Let’s say data is a cake’s ingredients. A raw egg, a packet of flour, or a teaspoon of baking soda are next to useless by themselves. These individual items gain relevance when they’re combined with the other ingredients on the list, which is like information, where the data has been put into context. Yet, a list of ingredients alone still does not make a cake.

Knowledge is therefore the recipe, where the ingredients list has been transformed into an expertly considered formulation and sequence that results in a valuable outcome (a delicious triple-layered victoria sponge, for example).

Going one step further with this metaphor, almost anybody equipped with a recipe can make a half-decent cake (we hope). Still, an expert baker also taps into their learned experience and intuition to kick their dessert up a notch.

We like to think about data, information, and knowledge in this way, as it means they aren’t measured against each other in a hierarchical structure but regarded as working in tandem towards the desired outcome.

So, why do these definitions matter?

Why should we care about all this jargon anyway? Here’s why.

We’re living in a knowledge-intensive era. Businesses are investing heavily into driving their data and information into “actionable insights”, another popular buzzword which is when gained knowledge leads to meaningful action and improvement of your company and its team.

But misunderstandings on the nature of data, information, and knowledge, and how they are interlinked, are leading businesses to fall short of their goals. Many companies mistakenly drown their systems with more and more data and information in a “throw everything at the wall and see what sticks” approach, without considering that generating knowledge actually requires an active and skillful process.

These issues stem from the misconception that information equates to knowledge when this isn’t the case. Just because an employee may have a heap of information about a given subject, this doesn’t mean by default they have the experience and intuition to come to conclusions, value judgments, or informed decisions. That, our friends, is knowledge.

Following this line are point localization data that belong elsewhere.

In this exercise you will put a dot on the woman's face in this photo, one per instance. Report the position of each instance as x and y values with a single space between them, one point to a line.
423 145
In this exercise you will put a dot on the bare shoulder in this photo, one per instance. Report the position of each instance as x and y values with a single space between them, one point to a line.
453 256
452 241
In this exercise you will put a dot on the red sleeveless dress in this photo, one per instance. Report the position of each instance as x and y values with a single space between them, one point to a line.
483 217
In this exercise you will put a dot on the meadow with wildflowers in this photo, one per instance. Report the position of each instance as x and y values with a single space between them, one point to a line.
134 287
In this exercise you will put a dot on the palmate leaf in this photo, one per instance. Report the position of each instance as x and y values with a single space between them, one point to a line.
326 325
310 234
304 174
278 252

And, even when valuable knowledge is flowing throughout an organization in abundance, businesses’ need a successful knowledge management framework to capture and optimize it. Without that, knowledge runs the risk of not reaching the right people at the right time or isn’t packaged in a way that makes employees understand its use and value to them, getting lost in translation. This is why knowledge management in organizations is so crucial.

After all, knowledge without management is like an ambitious goal without a plan: a missed opportunity.